Now, what if we simply use the pre-tournament FIFA rankings to predict semifinalists? This will give you the following odds, by team and match:
Turns out, this is pretty similar to the other predictions, with the Germany-Argentina match moving to the toss-up category again. So, depending on which model you trust, Germany will win, or we're not sure.
Guess what? These sets of predictions are similar to what forecasting guru Nate Silver of 538.com predicts or that most people would predict, quite frankly, looking at fan discussions. So at this point in the tournament, the numbers game becomes a contest of predictions models, like the models used by political scientists and economists to forecast presidential (and other kinds of) elections.

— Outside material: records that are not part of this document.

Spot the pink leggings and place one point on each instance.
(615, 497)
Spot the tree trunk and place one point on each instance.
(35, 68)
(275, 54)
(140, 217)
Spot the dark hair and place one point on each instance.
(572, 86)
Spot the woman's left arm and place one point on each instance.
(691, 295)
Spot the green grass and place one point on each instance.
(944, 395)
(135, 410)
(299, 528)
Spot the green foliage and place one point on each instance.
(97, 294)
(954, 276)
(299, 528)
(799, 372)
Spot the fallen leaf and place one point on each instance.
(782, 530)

More importantly, these results are what most people without numbers would predict. It’s good to have data to support your opinion, I suppose, but at this point, your guess is as good as mine (and they’re likely to be the same).

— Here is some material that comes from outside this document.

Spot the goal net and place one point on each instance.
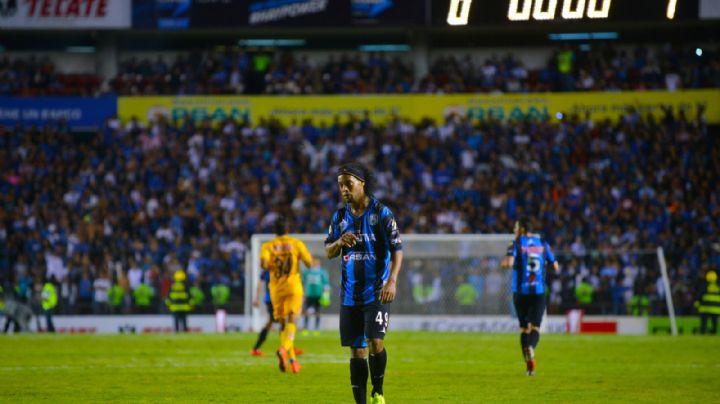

So how can statistics be helpful aside from producing predictions the guy at the corner pub will be able to make? Turns out, statistics do offer a clue why the predictions game is so much fun this late in the tournament: First, if you think about it, the odds we are talking about aren’t all that high in absolute terms – 35% (in the case of Brazil, Germany, or Argentina, depending on the model), or even Nate Silver’s 60-some % for Brazil and Spain. These predictions are a long way from 100%. So keep in mind that, overall, you’re actually more likely to be wrong than right betting on these horses.
Second, the predictions tell us the average outcome we would expect, based on all kinds of assumptions about the data distribution (they are so-called point predictions), but not specific events. And these forecasts come with a so-calledconfidence interval, which tells you that the true number would fall within a certain range most of the time (usually, we use 95% of the time) were we to collect ever more data.

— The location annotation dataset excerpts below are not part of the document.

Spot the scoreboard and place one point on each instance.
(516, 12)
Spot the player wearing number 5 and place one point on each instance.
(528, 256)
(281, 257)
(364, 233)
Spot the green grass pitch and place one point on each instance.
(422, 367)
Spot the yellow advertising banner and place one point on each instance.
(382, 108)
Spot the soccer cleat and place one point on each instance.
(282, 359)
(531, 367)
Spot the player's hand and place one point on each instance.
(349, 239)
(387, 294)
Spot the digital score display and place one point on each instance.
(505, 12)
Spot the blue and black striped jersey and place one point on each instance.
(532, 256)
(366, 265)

For World Cup predictions, these confidence intervals are large – and therefore, our predictions are uncertain. For example, the prediction that Brazil will reach the semis (based on FIFA rankings alone) is .304. But the 95% confidence interval for this particular prediction ranges from as low as .096 to as high as .511. This means that we are 95% certain Brazil’s odds of reaching the semis fall somewhere in this range. But is this really saying much? (The same is true for virtually any predictions I have been able to generate.)
So, keep in mind what these numbers really can and cannot do for you. (A great read on this, especially as it relates to soccer is Zach Slaton’s “Statistics Are Just Numbers” on his A Beautiful Numbers Game blog). For the purposes of World Cup predictions this late in the tournament, I’d paraphrase my colleague’s take on data: “Sometimes even with data, you’re just another guy with an opinion.” Or: there’s nothing like watching teams beat the odds. And my money is still on Brazil, and my heart is rooting for Germany.